After reading this list a common ask is: with so many org policies, wouldn't you enable anything else? Apart from those for services you may not use, there are other policies that may be technically interesting but still more difficult to implement or with a perceived little value. Considering these concerns, I have compiled a second list with those that I think more relevant.
- Google Cloud Platform — Detailed Audit Logging Mode
Cloud Storage can log both the request and response, and this may be relevant for those industries subject to specific compliance requirements. - Require OS Login
OS Login is a superior mechanism to SSH to log into a machine (I need to write an article on this). I understand changing procedures is not a trivial task, but it's worth. - Shielded VMs
If you can use shielded images, you can easily get the benefits of security controls shielded VMs offer against rootkits and remote attacks. - Restrict Cloud NAT usage
Instead of using public IPs you should use services like Cloud NAT to gain external access.
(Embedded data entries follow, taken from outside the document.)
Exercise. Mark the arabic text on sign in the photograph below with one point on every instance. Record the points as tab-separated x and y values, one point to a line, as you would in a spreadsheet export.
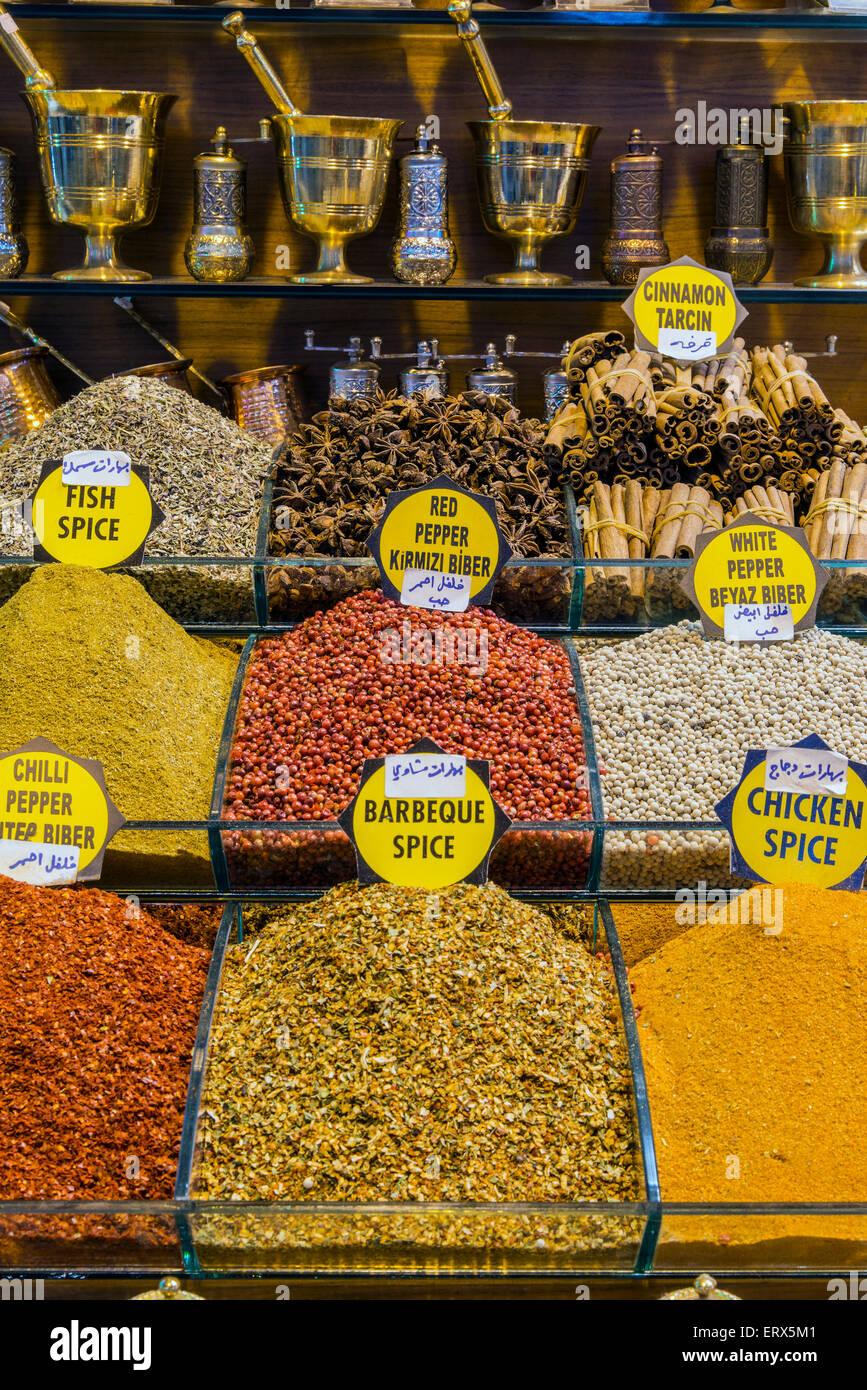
95	466
806	769
425	774
36	862
757	623
430	590
682	344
Still, this access should be under control and possibly only for some proxies. - Restrict Non-Confidential Computing
Encryption of data in use in Cloud, is a really interesting feature especially for regulated industries and highly sensitive workloads. Google Cloud makes it really simple to achieve. - Define trusted image projects
Allowing only a curated set of OS images, either from you or provided and maintained by Google, it's a way to improve your stability and security. - Disable Automatic IAM Grants for Default Service Accounts
Default service accounts with default (wide) permissions are good for testing things but not the best approach for your production workloads. Disabling these grants, though, implies you need to explicitly grant the required permissions to each service account.
Recap
I created this list(s) to give you both a recommendation and a starting point to discuss which org policies better fit your company. Obviously creating any list can leave out some policies that may fulfill a valid use case. I think most of the ones listed here will resonate with your business, but you should review them and consider any others that may apply to your use case.
A reasonable approach could be to use this list to start with, after a quick check it makes sense. Then as you continue your journey to Cloud and gain experience you will learn by yourself which others may be relevant. I hope I helped in that journey!